Big improvements were made to the DSP48 slice in the new Xilinx UltraScale architecture while maintaining backwards compatibility with the DSP slice in the Xilinx 7 series All Programmable device generation. A simplified UltraScale DSP42E2 slice looks like this:
There are two of these DSP48E2 slices per DSP tile in the UltraScale architecture. Many significant improvements were made to the DSP48E2 slice. Some key improvements include:
The multiplier has been expanded to 27x18 bits (from 25x18 in the 7 series’ DSP48E1).
The pre-adder has been expanded to 27 bits (from 25 in the 7 series’ DSP48E1).
The pre-adder can now accept input from either the A or B inputs in addition to the D input.
The output of the pre-adder can be squared.
The ALU now accepts a fourth operand through the W multiplexer.
The XOR block can operate as an octal 12-bit XOR, a quad 24-bit XOR, a dual 48-bit XOR, or one 96-bit XOR.
For DSP applications, the UltraScale architecture’s DSP48E2 slice can implement complex 18x18-bit multipliers with three slices (1.5 DSP tiles) and 18x27-bit complex multipliers with four slices (two DSP tiles).
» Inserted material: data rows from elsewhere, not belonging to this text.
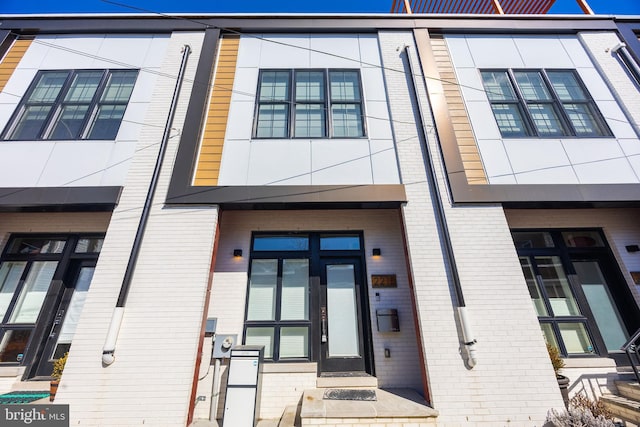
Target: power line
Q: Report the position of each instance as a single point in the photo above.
(168, 75)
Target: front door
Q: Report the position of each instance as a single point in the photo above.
(74, 293)
(43, 284)
(341, 337)
(597, 278)
(307, 300)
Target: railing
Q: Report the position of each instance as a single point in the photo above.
(632, 346)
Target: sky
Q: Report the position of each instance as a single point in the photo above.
(601, 7)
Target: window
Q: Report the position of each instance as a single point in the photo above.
(309, 104)
(542, 103)
(72, 105)
(576, 290)
(44, 280)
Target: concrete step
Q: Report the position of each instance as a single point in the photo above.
(622, 407)
(346, 380)
(393, 407)
(630, 390)
(290, 417)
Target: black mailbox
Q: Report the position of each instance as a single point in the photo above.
(388, 320)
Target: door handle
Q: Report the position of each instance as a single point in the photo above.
(56, 322)
(323, 324)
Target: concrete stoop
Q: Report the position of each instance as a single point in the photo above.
(626, 404)
(398, 407)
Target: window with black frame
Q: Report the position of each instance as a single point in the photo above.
(576, 290)
(309, 104)
(277, 313)
(44, 280)
(542, 103)
(72, 105)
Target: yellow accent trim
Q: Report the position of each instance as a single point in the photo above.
(210, 155)
(467, 147)
(12, 59)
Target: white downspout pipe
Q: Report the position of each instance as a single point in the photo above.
(109, 347)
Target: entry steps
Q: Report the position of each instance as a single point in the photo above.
(624, 405)
(354, 399)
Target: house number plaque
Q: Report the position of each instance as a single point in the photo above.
(384, 281)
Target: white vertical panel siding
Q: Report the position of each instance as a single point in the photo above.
(510, 347)
(562, 160)
(305, 161)
(151, 379)
(80, 163)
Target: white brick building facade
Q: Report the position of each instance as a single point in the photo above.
(309, 141)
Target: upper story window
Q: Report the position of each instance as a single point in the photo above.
(542, 103)
(72, 105)
(309, 104)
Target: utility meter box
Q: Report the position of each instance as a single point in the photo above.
(244, 386)
(223, 345)
(388, 320)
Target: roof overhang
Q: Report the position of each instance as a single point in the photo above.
(501, 7)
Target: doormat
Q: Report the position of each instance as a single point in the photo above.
(347, 394)
(19, 397)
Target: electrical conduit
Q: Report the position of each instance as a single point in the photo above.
(441, 220)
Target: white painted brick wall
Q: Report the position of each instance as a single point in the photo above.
(151, 379)
(381, 230)
(621, 228)
(51, 222)
(511, 349)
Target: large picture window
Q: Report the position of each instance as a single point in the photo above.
(44, 280)
(309, 104)
(580, 298)
(72, 105)
(542, 103)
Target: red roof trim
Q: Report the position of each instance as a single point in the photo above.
(532, 7)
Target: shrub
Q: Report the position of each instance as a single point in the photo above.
(582, 412)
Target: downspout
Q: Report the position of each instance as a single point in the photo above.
(443, 228)
(109, 347)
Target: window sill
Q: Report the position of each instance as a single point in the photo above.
(589, 362)
(285, 368)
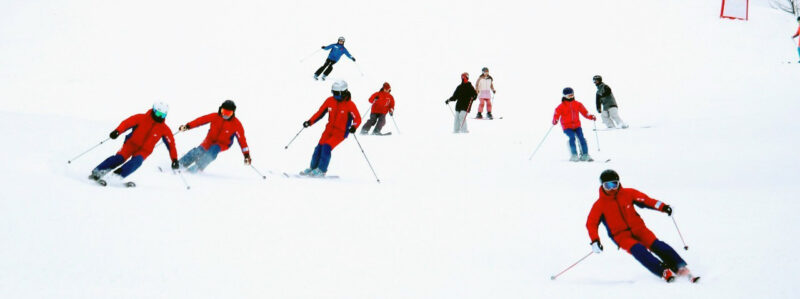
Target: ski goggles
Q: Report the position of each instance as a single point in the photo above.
(226, 113)
(160, 114)
(610, 185)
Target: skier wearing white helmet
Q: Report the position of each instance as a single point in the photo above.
(146, 130)
(343, 119)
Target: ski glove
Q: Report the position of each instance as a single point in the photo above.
(667, 209)
(597, 247)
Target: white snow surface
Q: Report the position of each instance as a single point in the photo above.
(455, 216)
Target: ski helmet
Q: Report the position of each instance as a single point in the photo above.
(609, 175)
(228, 105)
(340, 85)
(227, 109)
(160, 110)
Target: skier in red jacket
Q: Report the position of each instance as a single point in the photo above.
(224, 127)
(147, 128)
(343, 118)
(615, 209)
(568, 112)
(382, 103)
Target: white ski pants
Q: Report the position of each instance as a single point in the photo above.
(611, 116)
(460, 124)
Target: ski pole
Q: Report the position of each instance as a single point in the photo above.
(259, 173)
(596, 137)
(540, 142)
(365, 157)
(183, 179)
(395, 123)
(295, 137)
(570, 267)
(309, 55)
(685, 247)
(90, 149)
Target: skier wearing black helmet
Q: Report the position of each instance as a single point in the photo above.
(224, 126)
(607, 105)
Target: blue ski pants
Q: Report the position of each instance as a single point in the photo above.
(200, 157)
(576, 133)
(668, 257)
(321, 157)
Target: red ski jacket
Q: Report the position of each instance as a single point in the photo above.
(342, 115)
(796, 34)
(221, 131)
(616, 211)
(382, 102)
(568, 112)
(146, 133)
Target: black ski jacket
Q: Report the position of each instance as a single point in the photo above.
(463, 96)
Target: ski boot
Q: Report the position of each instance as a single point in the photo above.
(668, 276)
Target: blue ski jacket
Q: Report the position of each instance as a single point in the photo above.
(337, 51)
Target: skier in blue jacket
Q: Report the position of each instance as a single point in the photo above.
(337, 50)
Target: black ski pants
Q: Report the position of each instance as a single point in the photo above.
(327, 67)
(374, 118)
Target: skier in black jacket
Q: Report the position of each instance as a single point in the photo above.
(463, 96)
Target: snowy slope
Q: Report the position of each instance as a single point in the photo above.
(456, 216)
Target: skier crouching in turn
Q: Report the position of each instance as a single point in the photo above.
(615, 209)
(382, 103)
(463, 96)
(337, 50)
(343, 119)
(224, 127)
(147, 129)
(568, 112)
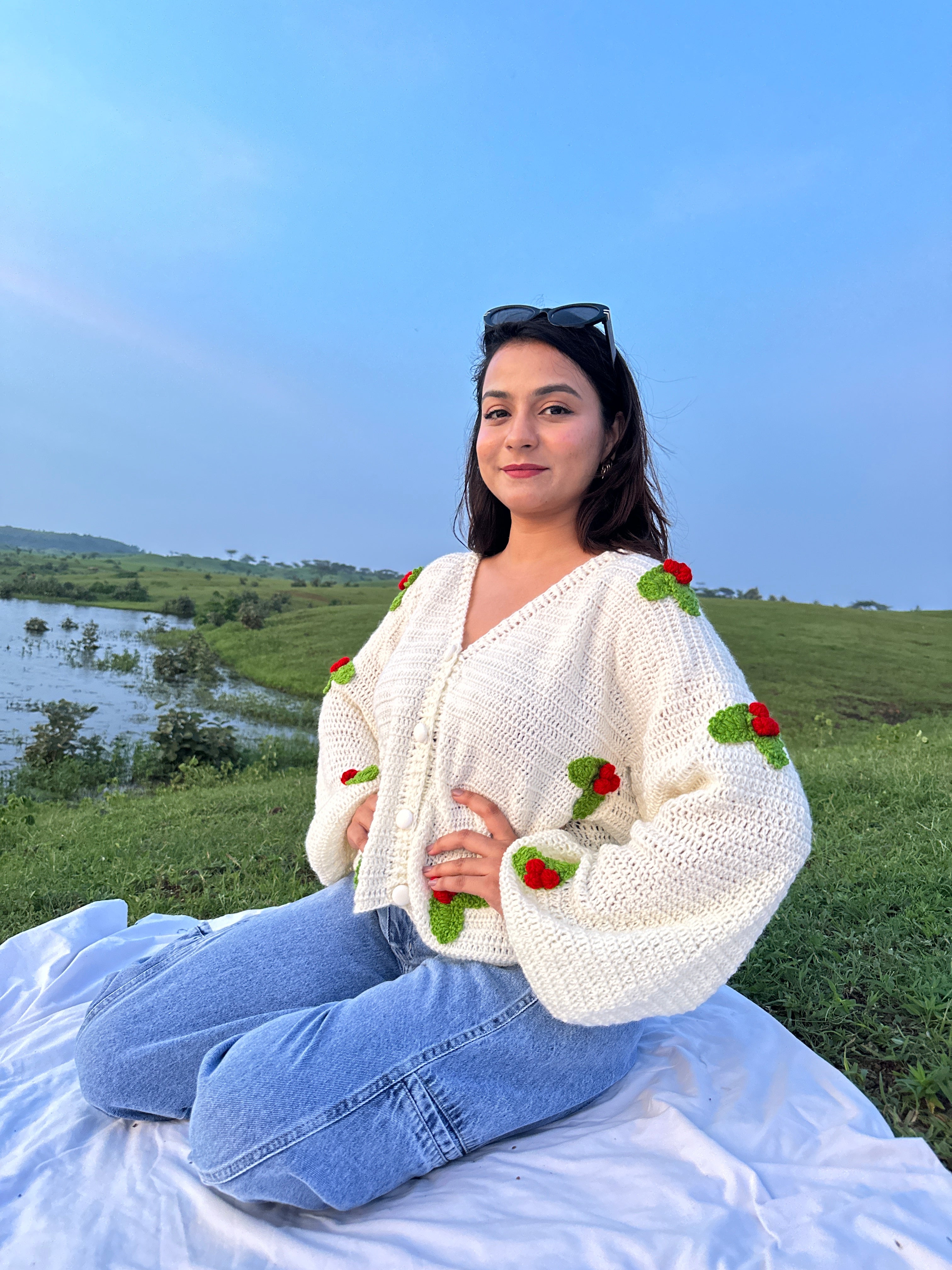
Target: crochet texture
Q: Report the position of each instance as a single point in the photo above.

The new 96-bit XOR unit allows you to use the DSP48E2 slices to create efficient accelerators for ECC, forward error correction (FEC), and CRC computations in a variety of wired and wireless communications applications.
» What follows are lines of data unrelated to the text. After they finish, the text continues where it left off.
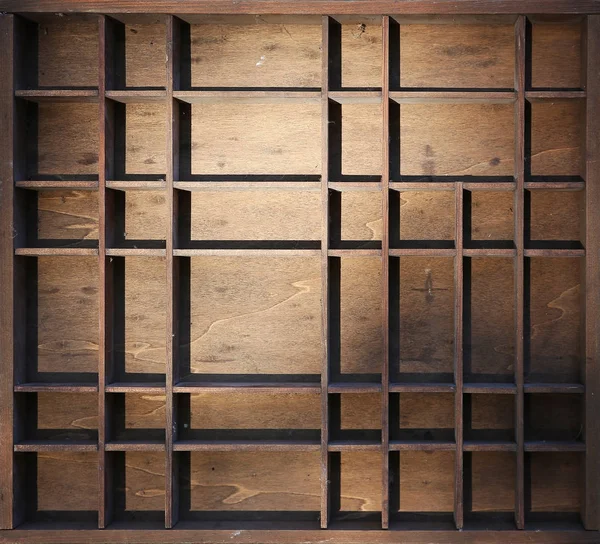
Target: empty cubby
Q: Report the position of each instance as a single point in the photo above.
(249, 486)
(553, 320)
(489, 320)
(422, 301)
(420, 417)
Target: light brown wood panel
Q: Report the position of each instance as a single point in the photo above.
(256, 139)
(146, 125)
(145, 55)
(67, 481)
(561, 492)
(145, 215)
(144, 411)
(144, 481)
(256, 215)
(492, 412)
(427, 215)
(361, 54)
(426, 481)
(67, 139)
(67, 314)
(492, 216)
(426, 411)
(555, 315)
(360, 481)
(426, 315)
(361, 215)
(145, 318)
(467, 56)
(493, 481)
(556, 55)
(68, 53)
(67, 411)
(361, 139)
(256, 55)
(360, 411)
(255, 411)
(482, 142)
(71, 215)
(255, 481)
(556, 137)
(361, 315)
(492, 318)
(255, 315)
(556, 215)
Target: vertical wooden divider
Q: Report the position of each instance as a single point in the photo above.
(591, 511)
(458, 356)
(385, 273)
(519, 279)
(172, 328)
(105, 222)
(7, 276)
(325, 479)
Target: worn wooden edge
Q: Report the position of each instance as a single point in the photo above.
(317, 7)
(6, 270)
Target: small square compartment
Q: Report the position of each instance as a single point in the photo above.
(60, 141)
(61, 319)
(490, 478)
(422, 487)
(273, 416)
(482, 144)
(555, 149)
(243, 310)
(557, 498)
(69, 418)
(422, 417)
(59, 487)
(359, 485)
(62, 49)
(422, 319)
(249, 486)
(467, 56)
(355, 417)
(139, 52)
(489, 418)
(139, 318)
(553, 417)
(250, 141)
(136, 417)
(489, 320)
(556, 48)
(138, 152)
(361, 53)
(138, 487)
(555, 219)
(361, 332)
(489, 219)
(252, 218)
(553, 320)
(267, 52)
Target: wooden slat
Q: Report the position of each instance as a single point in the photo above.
(591, 370)
(519, 214)
(385, 274)
(7, 330)
(458, 358)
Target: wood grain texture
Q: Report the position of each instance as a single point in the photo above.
(255, 316)
(467, 56)
(256, 139)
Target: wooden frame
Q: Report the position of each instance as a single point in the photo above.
(531, 258)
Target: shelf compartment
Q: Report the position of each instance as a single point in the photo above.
(268, 486)
(242, 310)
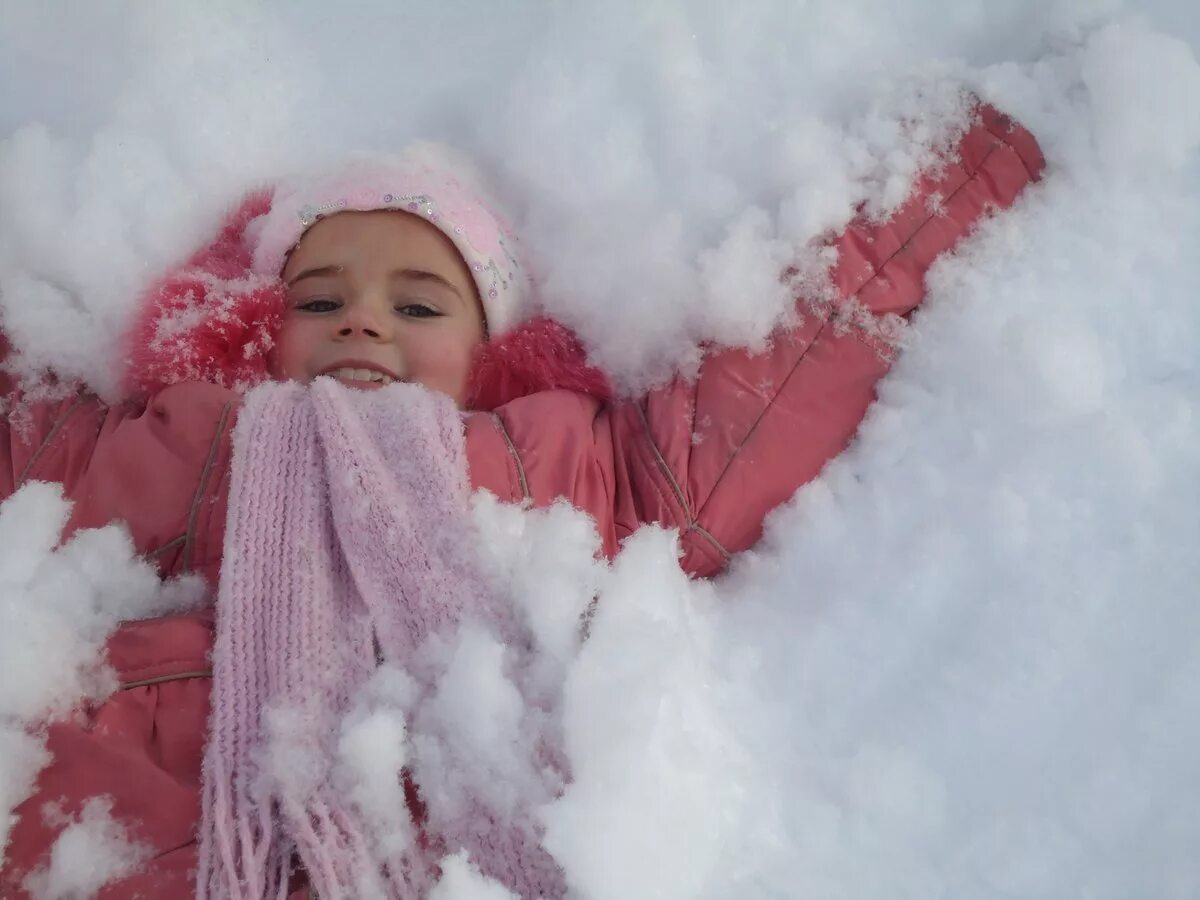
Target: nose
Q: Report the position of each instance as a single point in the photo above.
(364, 318)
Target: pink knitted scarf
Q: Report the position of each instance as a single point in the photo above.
(347, 546)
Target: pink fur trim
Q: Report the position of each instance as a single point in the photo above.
(213, 319)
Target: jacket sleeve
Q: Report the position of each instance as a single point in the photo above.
(714, 455)
(160, 467)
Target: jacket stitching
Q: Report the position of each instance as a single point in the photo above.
(195, 513)
(163, 679)
(165, 547)
(46, 443)
(875, 274)
(691, 523)
(516, 457)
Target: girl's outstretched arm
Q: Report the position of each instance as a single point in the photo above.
(713, 455)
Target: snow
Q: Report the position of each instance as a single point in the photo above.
(963, 661)
(91, 851)
(58, 604)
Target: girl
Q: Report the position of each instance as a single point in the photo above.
(399, 273)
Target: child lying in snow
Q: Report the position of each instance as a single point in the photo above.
(397, 273)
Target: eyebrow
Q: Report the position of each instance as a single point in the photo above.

You cannot see all of these improvements and the many others made to the DSP48E2 slice in the simplified block diagram, so here’s the full-blown block diagram taken from the UltraScale Architecture DSP Slice User Guide, UG579. (I’m not about to explain this block diagram in a blog. Please check out the User Guide for much more detailed information.)
The DSP48E2 slice is one of the significant ways that the UltraScale architecture delivers the fastest DSP processing while consuming fewer routing and CLB resources than ever.